128 5.450411558151245
timing 128 processes...
128 5.5901055335998535
timing 64 processes...
64 5.405612945556641
timing 32 processes...
32 7.624440431594849
timing 16 processes...
16 11.752846002578735
timing 8 processes...
8 20.898335933685303
timing 4 processes...
4 39.02970886230469
timing 2 processes...
2 81.31851077079773
We have a class in GalSim config called LoggerWrapper, which is intended to avoid communicating with the main logger via the proxy when we aren't actually going to output anything. E.g. logger.debug statements when the logging level is only INFO or WARNING. This is mostly a big improvement.
However, @beckermr and @jchiang87 have each recently found huge inefficiencies when running on Perlmutter with ~128 processes. I tracked it down to when we make a new LoggerWrapper instance and call
logger.getEffectiveLevel()
. This had always been going back to the original proxy logger instance even when we already have a wrapped one.

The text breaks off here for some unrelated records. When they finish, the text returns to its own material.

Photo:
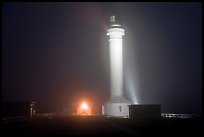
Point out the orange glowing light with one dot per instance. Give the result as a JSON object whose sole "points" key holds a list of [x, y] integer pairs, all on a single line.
{"points": [[84, 109], [84, 106]]}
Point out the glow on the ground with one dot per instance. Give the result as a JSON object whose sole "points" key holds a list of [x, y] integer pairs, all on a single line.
{"points": [[84, 105]]}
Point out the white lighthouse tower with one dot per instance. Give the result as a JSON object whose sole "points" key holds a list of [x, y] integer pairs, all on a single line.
{"points": [[117, 105]]}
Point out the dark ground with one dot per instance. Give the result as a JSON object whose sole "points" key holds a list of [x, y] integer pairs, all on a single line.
{"points": [[80, 125]]}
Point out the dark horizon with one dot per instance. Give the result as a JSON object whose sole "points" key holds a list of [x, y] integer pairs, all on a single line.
{"points": [[57, 54]]}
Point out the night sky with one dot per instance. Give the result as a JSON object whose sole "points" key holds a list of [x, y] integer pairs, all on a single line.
{"points": [[57, 53]]}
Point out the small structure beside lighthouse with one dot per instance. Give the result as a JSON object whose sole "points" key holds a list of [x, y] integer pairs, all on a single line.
{"points": [[117, 105]]}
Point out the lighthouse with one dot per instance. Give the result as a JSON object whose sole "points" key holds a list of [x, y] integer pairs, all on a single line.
{"points": [[117, 105]]}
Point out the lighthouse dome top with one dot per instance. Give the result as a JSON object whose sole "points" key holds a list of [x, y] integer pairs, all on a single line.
{"points": [[115, 21]]}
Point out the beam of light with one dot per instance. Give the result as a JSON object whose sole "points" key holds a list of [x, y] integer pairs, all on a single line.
{"points": [[131, 87]]}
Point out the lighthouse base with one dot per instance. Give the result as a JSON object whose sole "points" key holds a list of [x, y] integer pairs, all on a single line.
{"points": [[116, 107]]}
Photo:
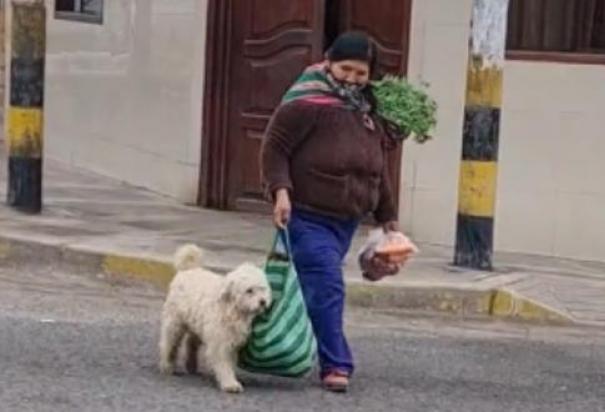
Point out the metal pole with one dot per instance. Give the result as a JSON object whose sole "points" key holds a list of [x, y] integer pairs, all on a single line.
{"points": [[26, 103], [478, 170]]}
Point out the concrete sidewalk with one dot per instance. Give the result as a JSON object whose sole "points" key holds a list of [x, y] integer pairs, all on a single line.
{"points": [[104, 226]]}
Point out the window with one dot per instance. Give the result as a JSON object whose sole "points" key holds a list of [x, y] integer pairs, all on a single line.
{"points": [[90, 11], [558, 30]]}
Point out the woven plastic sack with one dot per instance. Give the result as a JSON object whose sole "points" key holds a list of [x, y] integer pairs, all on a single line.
{"points": [[282, 342]]}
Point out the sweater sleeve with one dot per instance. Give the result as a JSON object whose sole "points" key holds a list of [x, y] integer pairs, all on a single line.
{"points": [[385, 212], [288, 128]]}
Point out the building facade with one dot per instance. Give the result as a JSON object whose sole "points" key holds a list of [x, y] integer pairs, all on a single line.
{"points": [[174, 95]]}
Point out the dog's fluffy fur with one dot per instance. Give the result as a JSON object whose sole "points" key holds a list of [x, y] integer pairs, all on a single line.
{"points": [[211, 311]]}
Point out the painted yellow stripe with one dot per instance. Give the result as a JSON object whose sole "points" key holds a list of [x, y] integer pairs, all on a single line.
{"points": [[484, 86], [477, 190], [25, 131]]}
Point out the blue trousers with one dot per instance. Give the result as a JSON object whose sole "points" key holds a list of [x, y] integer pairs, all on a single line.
{"points": [[319, 245]]}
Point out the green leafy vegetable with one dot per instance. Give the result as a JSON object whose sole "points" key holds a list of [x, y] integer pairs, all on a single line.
{"points": [[409, 108]]}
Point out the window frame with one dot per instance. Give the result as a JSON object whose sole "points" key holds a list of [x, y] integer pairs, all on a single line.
{"points": [[571, 57], [79, 16]]}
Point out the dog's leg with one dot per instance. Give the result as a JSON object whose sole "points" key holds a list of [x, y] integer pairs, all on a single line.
{"points": [[170, 337], [222, 362], [192, 346]]}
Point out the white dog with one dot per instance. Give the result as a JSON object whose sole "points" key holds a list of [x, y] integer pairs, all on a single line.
{"points": [[211, 310]]}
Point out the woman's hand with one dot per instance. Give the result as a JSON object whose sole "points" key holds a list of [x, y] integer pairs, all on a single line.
{"points": [[282, 209], [392, 226]]}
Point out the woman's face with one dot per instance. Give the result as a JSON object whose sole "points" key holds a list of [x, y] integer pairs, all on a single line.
{"points": [[351, 71]]}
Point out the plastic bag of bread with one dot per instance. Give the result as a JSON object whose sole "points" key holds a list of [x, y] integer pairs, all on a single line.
{"points": [[383, 251]]}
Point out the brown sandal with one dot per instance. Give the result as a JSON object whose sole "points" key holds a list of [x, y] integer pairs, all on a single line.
{"points": [[336, 381]]}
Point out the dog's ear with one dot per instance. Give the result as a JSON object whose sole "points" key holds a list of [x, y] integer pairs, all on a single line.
{"points": [[227, 293]]}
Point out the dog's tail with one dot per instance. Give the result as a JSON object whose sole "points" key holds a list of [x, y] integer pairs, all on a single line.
{"points": [[188, 257]]}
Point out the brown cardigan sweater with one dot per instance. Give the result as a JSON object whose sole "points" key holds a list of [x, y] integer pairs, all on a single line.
{"points": [[329, 161]]}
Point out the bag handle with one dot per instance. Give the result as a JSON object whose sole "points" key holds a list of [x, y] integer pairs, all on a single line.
{"points": [[281, 238]]}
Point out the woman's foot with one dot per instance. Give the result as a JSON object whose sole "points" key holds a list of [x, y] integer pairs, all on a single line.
{"points": [[336, 381]]}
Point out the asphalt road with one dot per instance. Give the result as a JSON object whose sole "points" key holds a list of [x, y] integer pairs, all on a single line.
{"points": [[72, 342]]}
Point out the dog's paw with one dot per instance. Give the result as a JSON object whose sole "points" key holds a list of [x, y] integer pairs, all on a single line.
{"points": [[166, 368], [232, 387]]}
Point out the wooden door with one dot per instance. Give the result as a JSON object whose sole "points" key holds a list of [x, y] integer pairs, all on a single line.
{"points": [[257, 48], [388, 23]]}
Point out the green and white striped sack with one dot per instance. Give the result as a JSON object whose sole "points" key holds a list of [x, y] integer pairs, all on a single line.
{"points": [[282, 342]]}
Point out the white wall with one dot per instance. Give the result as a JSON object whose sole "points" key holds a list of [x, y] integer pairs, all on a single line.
{"points": [[551, 183], [438, 50], [125, 98]]}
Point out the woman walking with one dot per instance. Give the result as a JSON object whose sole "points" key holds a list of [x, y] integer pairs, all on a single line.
{"points": [[324, 165]]}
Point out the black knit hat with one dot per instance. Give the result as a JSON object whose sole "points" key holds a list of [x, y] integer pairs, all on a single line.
{"points": [[351, 46]]}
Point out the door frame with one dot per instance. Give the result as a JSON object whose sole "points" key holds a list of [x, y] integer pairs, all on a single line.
{"points": [[213, 177], [212, 191]]}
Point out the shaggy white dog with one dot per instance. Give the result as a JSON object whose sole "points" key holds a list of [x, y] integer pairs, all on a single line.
{"points": [[213, 311]]}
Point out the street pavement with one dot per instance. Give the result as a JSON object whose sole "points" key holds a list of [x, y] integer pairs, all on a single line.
{"points": [[75, 342], [125, 230]]}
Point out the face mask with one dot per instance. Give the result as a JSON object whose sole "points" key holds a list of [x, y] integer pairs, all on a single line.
{"points": [[352, 87]]}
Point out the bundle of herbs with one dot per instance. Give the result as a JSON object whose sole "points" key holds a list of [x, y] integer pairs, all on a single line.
{"points": [[407, 109]]}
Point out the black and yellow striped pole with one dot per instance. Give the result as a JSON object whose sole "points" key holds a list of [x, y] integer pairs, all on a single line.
{"points": [[26, 102], [478, 171]]}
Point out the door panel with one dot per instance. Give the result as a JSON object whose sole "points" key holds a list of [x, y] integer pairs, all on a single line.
{"points": [[270, 46]]}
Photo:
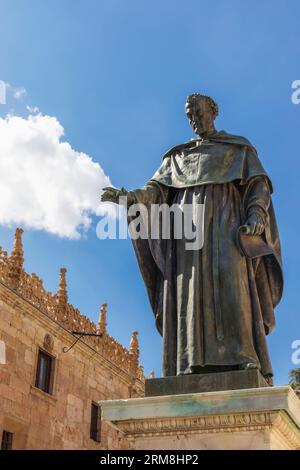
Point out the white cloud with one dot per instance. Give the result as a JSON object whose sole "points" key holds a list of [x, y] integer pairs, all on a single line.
{"points": [[32, 109], [44, 183]]}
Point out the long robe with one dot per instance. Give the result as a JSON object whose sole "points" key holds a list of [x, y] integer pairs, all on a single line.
{"points": [[213, 306]]}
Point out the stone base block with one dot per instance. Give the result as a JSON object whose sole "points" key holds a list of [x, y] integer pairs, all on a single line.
{"points": [[265, 418], [194, 383]]}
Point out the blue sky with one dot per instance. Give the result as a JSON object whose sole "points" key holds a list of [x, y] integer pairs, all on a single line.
{"points": [[116, 74]]}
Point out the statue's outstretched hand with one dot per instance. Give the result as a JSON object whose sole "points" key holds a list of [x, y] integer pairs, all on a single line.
{"points": [[255, 224]]}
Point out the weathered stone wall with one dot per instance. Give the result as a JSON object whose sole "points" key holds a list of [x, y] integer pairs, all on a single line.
{"points": [[86, 373]]}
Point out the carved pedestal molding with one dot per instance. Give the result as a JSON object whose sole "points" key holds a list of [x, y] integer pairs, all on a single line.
{"points": [[265, 418]]}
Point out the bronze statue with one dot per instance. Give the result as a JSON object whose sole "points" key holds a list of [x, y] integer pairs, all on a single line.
{"points": [[214, 306]]}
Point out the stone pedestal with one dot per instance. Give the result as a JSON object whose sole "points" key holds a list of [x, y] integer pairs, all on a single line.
{"points": [[213, 382], [265, 418]]}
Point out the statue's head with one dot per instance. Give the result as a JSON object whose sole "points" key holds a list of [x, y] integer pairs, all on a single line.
{"points": [[201, 111]]}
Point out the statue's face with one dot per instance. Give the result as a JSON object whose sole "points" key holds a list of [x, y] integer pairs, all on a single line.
{"points": [[199, 115]]}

And for lots of processes, this can end up clogging the inter-process communication completely unnecessarily.This PR makes the fairly trivial change that when we're re-wrapping something that is already wrapped, it doesn't call
getEffectiveLevel
. It just gets the already received value stored as an attribute. This seems to resolve the blockage that Matt (and I presume Jim) was seeing.